6.NVIDIA Graphics cards For the best graphics and performance especially scaling and physix they bought out Physix and so they have exclusive rights to the technology. Rock yourself a GTX760 Graphics card and you'll be set. Stick with MSI, EVGA, ZOTAC and GALAXY brand graphics cards, ASUS has a really nice x2 dual processor GTX760 out Called the MARS GTX670x2 that I would actually recommend but only that particular card from asus.
7.LCS(Liquid Cooling Systems)I touched on this above, Koolance makes the best in the industry and I highly recommend Them. Their Cooling blocks are awesome and their Dissipation Performance is bar none the best. I use Primochill 1/2" tubing in my builds and 1/2" barbs with standard Worm clamps to give extra anti leak protection to the system.
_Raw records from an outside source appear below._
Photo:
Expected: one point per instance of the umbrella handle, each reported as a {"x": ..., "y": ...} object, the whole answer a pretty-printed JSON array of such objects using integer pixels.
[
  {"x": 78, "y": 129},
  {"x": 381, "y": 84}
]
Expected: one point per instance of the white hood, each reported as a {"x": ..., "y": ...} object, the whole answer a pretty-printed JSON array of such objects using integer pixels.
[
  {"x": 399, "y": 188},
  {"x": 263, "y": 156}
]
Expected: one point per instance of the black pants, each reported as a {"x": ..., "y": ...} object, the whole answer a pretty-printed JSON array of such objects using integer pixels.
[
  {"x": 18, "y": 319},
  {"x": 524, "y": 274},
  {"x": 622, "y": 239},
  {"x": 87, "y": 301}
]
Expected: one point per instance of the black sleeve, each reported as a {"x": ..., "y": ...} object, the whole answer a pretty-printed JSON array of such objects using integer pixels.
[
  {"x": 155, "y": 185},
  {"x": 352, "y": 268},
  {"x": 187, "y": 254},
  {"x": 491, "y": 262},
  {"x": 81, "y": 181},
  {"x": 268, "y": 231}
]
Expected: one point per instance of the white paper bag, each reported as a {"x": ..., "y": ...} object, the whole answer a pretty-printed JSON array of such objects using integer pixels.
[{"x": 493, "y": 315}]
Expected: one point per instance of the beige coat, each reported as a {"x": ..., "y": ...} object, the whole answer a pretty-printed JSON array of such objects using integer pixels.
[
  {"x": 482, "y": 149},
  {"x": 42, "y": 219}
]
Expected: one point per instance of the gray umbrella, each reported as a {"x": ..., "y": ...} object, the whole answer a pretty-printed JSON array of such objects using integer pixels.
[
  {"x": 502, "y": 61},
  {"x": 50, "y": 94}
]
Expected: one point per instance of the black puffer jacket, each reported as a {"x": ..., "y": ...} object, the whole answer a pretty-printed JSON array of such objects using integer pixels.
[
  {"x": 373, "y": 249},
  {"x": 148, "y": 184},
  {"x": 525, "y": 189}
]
It also gives a clean professional look as well as a slight industrial look to your system if you decide to go for any sort of theme.
8. Western Digital and Seagate Drives have the best Performance in the business, do not buy WD green or blue drives for a gaming rig these are not meant for that. Buy WD black drives for that purpouse. Seagate is my Number one choice for Performance per dollar ratio right now and I use them in my builds. SSD's are really up to the user but if you want a good solid boot SSD go with GSkill or OCZ. and combine that with a 7200RPM mechanical Drive for storage. 1TB drives in SSD are expensive and Extreme.
*


----------



## kirwinjd (Dec 31, 2012)

Wow! 
Thank you so much for taking the to provide so much info. I really do appreciate it.
If I was to follow your advice, any idea what a system like this would cost? I was hoping to keep it under $800. Am I out of my tree on that?


----------



## Maverick Wolfe (Jan 16, 2014)

*Hey, sorry took me a few days, Wasn't feeling well this weekend, had a bout with my acid reflux on and off since thursday. anyways... if I may be so bold as to say it can be done for 8 but 150-200 more would get you better. Liquid cooling would be an accessory you will want to think about later on. If you have skype you may look me up under the same name. I can then help you outside the forum without breaking any rules as I think things like that are prohibited as far as providing full quotes. you could always use my name with a capital M and W and send me an email @ comcast.net I will be setting up thunderbird back on my desktop tonight. I will go through parts with you if you wish or I can take the liberty of pulling up several different configurations for you. But I do know you're a Simulator guy, I love my gaming myself and am a former Starwars Galaxies Ace. BTW I am open for skype messaging as well, please do not spam spam, I've setup my profile so you may contact me via skype.
*


----------



## hilarytg (Jan 7, 2014)

2 video cards(3 is overkill) are better for this. I have dual monitor and 2 video cards which are pretty old already but still works great. most importantly find the best MB you can that will make those video cards run like the wind.


----------